I’ve heard this explanation a lot in this context, but I have never actually heard of a working device that genuinely works by ‘using up’ the magnetic field of the components. I accept that it sounds theoretically possible to extract finite work from magnets by destroying them, but has anyone ever actually made such a device (I mean, not a device that was passed off as a PM machine, where we are not dealing with a straight-talking inventor)

Sure, Magic Wheels (ie, devices using magnets to extend the momentum of a light wheel) have existed since the middle ages.

Just a quick aside. I’m not good at this type of thing as I don’t understand a lot of science. You say the that you can get ‘finite’ work from magnets but it will destroy them. How could a magnet be destroyed? I’ve had magnets as a kid and they never went dead, they would always work even after being stuck together for several years. What is the explanation, in layman’s terms, please.

Many atoms behaves like a little magnet. Classically magnets wizzing around the nucleus make a magnet. When you assemble these atomic magnets into a large object the individual magnets all point is different directions and the magnetic fields all cancel out. Some materials (and especially some metals) can from large scale assemblies where the atomic magnets line up, and the large scale assembly behaves like a magnet. Metals like iron form tiny crystals within which many of the atoms are lined up - and so the tiny crystal (a domain) is magnetic. Usually these domains are still all pointing in mixed up directions, but if you apply an external magnetic field you can force them to physically align with the field. Some metals will retain some of the alignment after the external field is removed.

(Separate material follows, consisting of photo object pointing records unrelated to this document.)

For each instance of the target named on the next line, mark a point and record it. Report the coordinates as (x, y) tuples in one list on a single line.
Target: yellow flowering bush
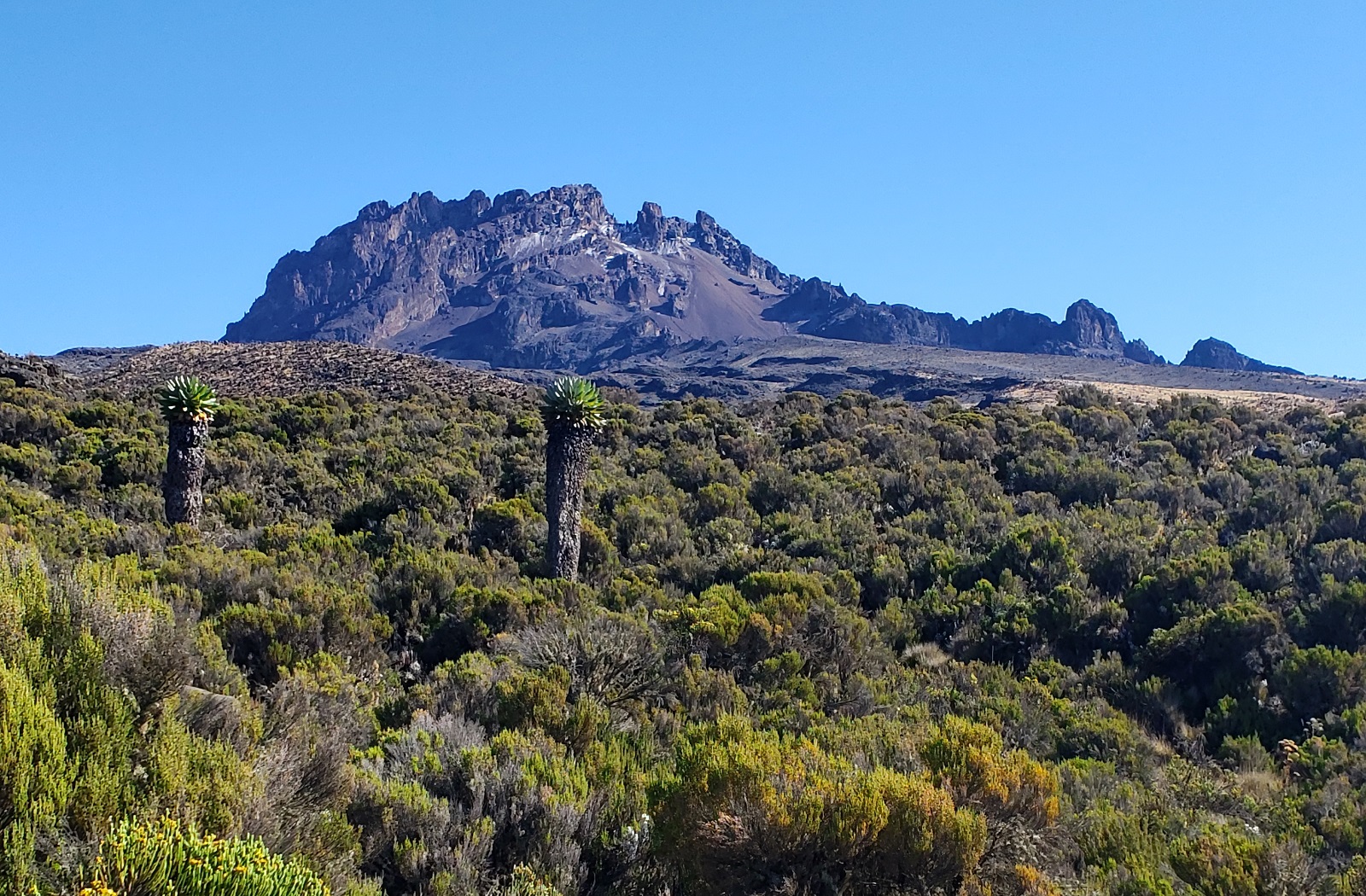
[(166, 857)]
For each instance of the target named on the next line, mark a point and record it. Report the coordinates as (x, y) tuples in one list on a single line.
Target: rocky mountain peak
[(552, 280)]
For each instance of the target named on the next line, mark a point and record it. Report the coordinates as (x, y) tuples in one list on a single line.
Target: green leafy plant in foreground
[(188, 406), (186, 399), (164, 857), (573, 411)]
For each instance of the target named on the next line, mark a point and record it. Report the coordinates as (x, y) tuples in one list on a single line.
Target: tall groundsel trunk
[(188, 406), (566, 468), (184, 484), (573, 414)]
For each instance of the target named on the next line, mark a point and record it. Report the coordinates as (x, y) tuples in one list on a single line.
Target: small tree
[(188, 404), (573, 413)]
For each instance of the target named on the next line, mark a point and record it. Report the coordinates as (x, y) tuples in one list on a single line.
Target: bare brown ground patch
[(1045, 393)]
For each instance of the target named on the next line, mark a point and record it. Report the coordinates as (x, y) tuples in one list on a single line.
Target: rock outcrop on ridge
[(1219, 355)]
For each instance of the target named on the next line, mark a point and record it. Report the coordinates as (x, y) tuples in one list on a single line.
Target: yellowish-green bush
[(166, 857), (748, 806), (34, 776)]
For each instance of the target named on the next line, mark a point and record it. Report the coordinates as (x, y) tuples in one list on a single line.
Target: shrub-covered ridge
[(817, 646)]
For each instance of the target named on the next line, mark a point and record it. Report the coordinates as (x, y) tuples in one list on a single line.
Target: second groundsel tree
[(188, 406), (573, 414)]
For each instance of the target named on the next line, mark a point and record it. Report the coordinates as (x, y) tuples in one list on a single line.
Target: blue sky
[(1195, 168)]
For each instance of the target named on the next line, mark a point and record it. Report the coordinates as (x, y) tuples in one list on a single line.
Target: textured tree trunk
[(566, 468), (184, 484)]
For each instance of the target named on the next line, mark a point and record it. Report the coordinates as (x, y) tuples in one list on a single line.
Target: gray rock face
[(552, 280), (1219, 355)]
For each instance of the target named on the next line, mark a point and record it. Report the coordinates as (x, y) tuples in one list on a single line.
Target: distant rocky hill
[(552, 280), (1219, 355)]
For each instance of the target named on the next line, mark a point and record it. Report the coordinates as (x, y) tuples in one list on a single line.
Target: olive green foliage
[(167, 857), (573, 402), (817, 646), (188, 399)]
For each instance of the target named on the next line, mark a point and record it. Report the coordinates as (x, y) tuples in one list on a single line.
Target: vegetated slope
[(921, 373), (552, 280), (824, 643), (283, 369)]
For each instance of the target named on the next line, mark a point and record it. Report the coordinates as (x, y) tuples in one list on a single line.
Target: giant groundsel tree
[(573, 413), (188, 406)]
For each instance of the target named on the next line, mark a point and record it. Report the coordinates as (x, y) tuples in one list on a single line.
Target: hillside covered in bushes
[(819, 646)]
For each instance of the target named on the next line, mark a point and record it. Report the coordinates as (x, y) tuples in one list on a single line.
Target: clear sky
[(1197, 168)]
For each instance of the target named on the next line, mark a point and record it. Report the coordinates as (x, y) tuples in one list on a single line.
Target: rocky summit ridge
[(552, 280)]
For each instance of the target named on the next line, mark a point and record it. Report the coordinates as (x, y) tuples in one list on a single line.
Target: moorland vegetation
[(816, 646)]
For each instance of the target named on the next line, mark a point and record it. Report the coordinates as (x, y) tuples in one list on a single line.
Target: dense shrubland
[(816, 646)]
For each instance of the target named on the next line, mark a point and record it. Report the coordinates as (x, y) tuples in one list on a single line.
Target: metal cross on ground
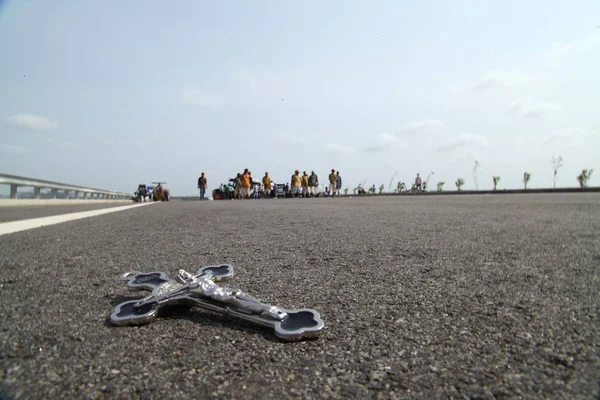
[(202, 291)]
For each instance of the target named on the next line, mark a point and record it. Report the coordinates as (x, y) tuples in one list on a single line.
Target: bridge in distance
[(492, 296)]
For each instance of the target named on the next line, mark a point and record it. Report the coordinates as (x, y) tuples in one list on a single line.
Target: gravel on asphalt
[(422, 297), (8, 214)]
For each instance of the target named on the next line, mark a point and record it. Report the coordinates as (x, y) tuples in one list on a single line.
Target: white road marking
[(23, 225)]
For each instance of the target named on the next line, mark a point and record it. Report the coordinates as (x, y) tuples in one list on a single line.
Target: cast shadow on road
[(199, 316)]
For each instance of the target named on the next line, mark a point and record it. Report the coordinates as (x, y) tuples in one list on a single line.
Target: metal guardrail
[(37, 184)]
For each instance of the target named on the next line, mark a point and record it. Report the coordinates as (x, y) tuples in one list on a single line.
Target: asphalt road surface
[(17, 213), (423, 297)]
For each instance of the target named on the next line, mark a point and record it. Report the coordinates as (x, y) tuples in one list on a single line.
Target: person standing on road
[(237, 186), (202, 185), (313, 184), (245, 184), (305, 187), (296, 184), (418, 182), (267, 185), (332, 183)]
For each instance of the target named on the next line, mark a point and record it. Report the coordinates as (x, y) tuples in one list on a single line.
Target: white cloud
[(462, 141), (60, 144), (572, 137), (12, 149), (68, 145), (337, 148), (195, 97), (565, 49), (530, 108), (499, 78), (421, 126), (382, 142), (30, 121)]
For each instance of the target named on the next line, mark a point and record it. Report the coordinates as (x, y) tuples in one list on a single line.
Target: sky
[(114, 93)]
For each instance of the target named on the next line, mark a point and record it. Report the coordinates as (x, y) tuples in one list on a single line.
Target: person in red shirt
[(245, 184), (202, 186)]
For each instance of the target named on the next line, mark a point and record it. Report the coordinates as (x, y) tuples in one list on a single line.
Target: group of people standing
[(244, 187), (308, 185)]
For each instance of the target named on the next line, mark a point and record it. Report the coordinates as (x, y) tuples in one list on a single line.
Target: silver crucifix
[(201, 290)]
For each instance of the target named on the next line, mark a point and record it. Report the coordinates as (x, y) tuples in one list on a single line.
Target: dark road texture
[(432, 297)]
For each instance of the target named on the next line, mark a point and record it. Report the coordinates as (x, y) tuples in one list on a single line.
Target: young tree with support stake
[(584, 177), (459, 183), (475, 175), (556, 165)]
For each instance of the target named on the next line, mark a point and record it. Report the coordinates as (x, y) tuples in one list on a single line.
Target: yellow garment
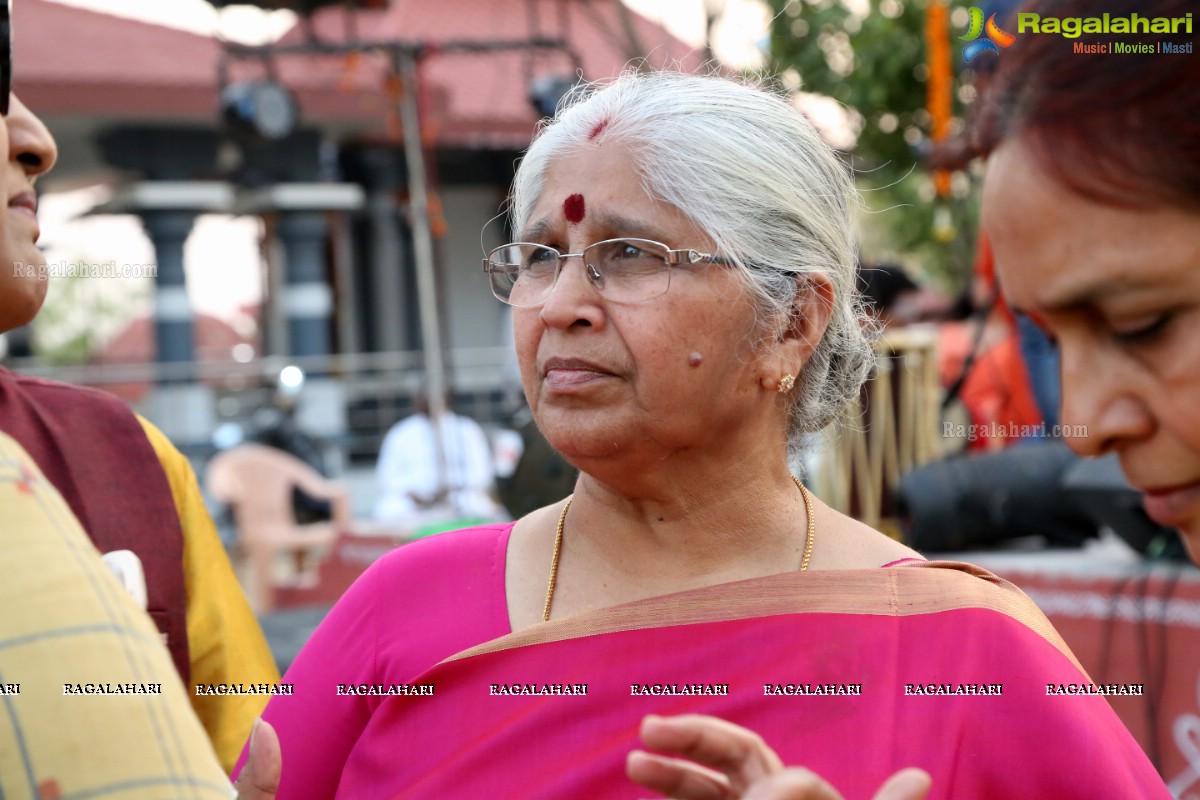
[(66, 621), (225, 642)]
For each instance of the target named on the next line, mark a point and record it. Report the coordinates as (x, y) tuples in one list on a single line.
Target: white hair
[(754, 174)]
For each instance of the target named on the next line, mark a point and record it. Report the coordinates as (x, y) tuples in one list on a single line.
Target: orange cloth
[(996, 394)]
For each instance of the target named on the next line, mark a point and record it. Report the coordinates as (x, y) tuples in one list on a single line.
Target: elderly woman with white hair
[(684, 314)]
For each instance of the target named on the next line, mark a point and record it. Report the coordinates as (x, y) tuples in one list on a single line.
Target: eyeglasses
[(5, 54), (623, 270)]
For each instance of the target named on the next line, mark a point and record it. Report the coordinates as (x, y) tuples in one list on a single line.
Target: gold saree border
[(905, 590)]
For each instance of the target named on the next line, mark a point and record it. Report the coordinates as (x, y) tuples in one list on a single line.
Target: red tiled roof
[(481, 98), (76, 61)]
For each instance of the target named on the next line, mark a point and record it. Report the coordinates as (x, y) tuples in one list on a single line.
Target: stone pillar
[(307, 298), (174, 340), (183, 408)]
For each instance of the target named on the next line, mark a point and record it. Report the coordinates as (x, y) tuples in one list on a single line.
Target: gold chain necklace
[(562, 521)]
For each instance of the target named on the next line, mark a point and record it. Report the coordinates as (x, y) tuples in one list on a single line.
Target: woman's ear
[(798, 337), (810, 314)]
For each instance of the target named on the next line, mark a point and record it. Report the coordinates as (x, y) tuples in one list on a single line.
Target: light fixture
[(259, 110)]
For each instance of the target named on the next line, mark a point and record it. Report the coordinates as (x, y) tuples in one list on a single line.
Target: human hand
[(259, 779), (727, 762)]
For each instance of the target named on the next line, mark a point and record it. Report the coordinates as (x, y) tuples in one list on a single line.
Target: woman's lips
[(24, 202), (1173, 505), (569, 373)]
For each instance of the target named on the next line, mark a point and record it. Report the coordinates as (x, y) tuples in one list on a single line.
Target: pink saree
[(852, 674)]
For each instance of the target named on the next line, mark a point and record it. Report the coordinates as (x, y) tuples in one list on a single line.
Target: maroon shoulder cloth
[(95, 452)]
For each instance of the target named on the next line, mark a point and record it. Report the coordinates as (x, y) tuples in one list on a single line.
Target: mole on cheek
[(574, 209)]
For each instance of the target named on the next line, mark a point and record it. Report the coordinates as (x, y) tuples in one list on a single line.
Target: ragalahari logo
[(996, 38)]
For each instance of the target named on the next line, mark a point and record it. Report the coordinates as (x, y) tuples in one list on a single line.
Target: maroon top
[(95, 452)]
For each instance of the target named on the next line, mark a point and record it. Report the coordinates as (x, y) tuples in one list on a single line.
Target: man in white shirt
[(423, 479)]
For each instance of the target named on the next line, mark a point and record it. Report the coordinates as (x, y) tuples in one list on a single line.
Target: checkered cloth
[(66, 620)]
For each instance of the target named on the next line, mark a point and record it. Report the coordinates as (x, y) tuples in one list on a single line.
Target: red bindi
[(574, 208)]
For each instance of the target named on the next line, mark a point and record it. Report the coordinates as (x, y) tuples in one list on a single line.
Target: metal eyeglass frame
[(673, 258)]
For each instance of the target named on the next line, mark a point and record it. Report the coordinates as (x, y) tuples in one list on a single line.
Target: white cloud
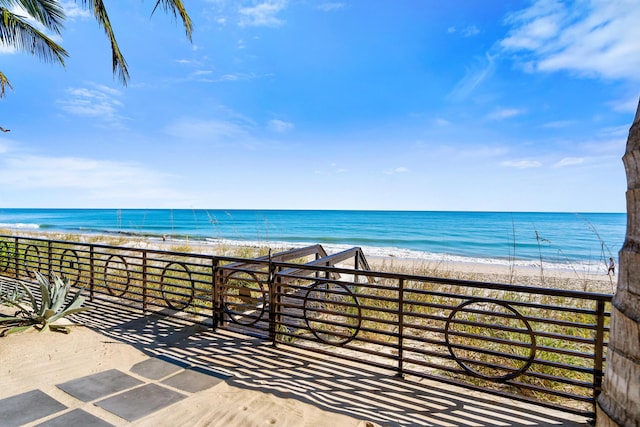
[(328, 7), (504, 113), (263, 14), (439, 121), (72, 11), (558, 124), (474, 76), (280, 126), (470, 31), (521, 164), (397, 170), (569, 161), (100, 102), (592, 38), (72, 180), (212, 130), (626, 105)]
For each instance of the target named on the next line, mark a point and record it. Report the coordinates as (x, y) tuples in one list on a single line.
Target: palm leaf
[(48, 12), (15, 31), (176, 8), (119, 64)]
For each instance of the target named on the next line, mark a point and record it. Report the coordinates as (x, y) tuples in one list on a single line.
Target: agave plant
[(43, 314), (11, 296)]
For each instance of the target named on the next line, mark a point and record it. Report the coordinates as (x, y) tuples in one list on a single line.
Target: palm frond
[(4, 83), (15, 31), (119, 65), (175, 7), (48, 12)]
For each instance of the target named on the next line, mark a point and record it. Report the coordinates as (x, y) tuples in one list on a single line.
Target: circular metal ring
[(169, 295), (325, 336), (73, 262), (117, 292), (244, 307), (520, 317), (25, 263)]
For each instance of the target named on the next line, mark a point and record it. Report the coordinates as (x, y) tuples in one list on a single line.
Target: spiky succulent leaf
[(10, 319), (45, 294), (32, 299), (61, 290)]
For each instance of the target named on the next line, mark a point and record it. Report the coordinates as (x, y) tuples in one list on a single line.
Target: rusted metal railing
[(535, 344)]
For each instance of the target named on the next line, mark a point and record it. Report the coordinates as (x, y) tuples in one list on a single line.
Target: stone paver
[(99, 385), (77, 417), (155, 368), (140, 402), (27, 407), (192, 381)]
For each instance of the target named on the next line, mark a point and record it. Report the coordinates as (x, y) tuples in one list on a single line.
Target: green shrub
[(42, 314)]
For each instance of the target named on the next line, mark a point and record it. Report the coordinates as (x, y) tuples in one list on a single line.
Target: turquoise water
[(566, 239)]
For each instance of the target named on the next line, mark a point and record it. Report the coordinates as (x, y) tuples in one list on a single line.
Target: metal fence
[(545, 346)]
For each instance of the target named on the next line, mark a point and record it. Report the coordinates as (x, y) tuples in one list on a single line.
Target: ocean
[(562, 240)]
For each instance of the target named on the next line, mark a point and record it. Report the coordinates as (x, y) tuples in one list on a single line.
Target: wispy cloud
[(98, 101), (89, 181), (213, 130), (569, 161), (590, 38), (280, 126), (395, 171), (333, 169), (625, 105), (263, 14), (504, 113), (72, 11), (475, 75), (439, 121), (559, 124), (328, 7), (470, 31), (521, 164)]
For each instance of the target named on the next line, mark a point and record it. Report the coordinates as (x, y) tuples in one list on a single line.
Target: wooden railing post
[(216, 315)]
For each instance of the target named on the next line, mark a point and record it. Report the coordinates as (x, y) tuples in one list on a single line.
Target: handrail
[(488, 336)]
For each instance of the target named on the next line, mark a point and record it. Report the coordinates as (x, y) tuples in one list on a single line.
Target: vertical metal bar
[(144, 280), (15, 257), (599, 352), (91, 271), (401, 328), (49, 259), (216, 316), (272, 302)]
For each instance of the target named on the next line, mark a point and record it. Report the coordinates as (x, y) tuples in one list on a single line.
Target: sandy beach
[(267, 390), (593, 280), (248, 383)]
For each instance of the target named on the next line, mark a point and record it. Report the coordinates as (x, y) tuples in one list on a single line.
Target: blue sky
[(300, 104)]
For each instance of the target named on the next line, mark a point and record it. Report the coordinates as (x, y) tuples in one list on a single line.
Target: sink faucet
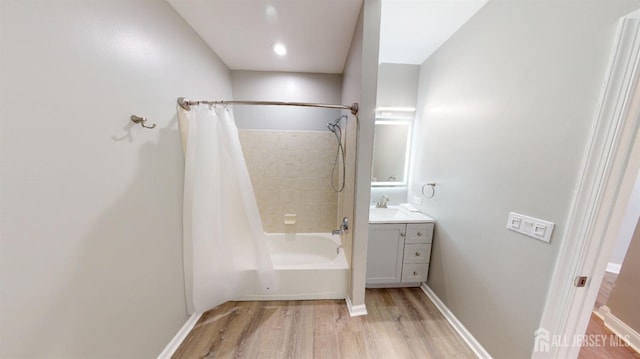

It takes energy to turn the domains. Imagine you have two permanent bar magnets. They will try to stick together so that the hold together N-S and S-N at each end. Externally there isn’t a big magnetic field as the two magnets are mostly cancelling each other out except when you get very close to the pair. However if you grab one of the magnets and twist it around so that the two magnets are both pointing the same direction, and glue the two together, you will have a much more powerful external field, as the two magnets are now working together. But it took energy to twist the magnet around. That energy is locked up in the glued together pair. If you did something nasty to the glued pair that allowed the magnets to twist back to their preferred position this energy would be released, and the big external magnetic field would be lost. Nasty things might include mechanical shock that breaks the glue bond.

Real magnets are the same. It takes energy to push the domains around, and the domains will revert to an unordered mix of directions if you provide a way of letting them slip. Mechanical shock and heat are both good ways. Also a reverse magnetic field of sufficient power will also do it. In a typical magnet the energy that was locked up is going to be dissipated as heat as the domains slide about. But in principle, you might set up a system whereby some of the energy in the magnet could be extracted by some other means. A collapsing magnetic field will induce current into a wire for instance.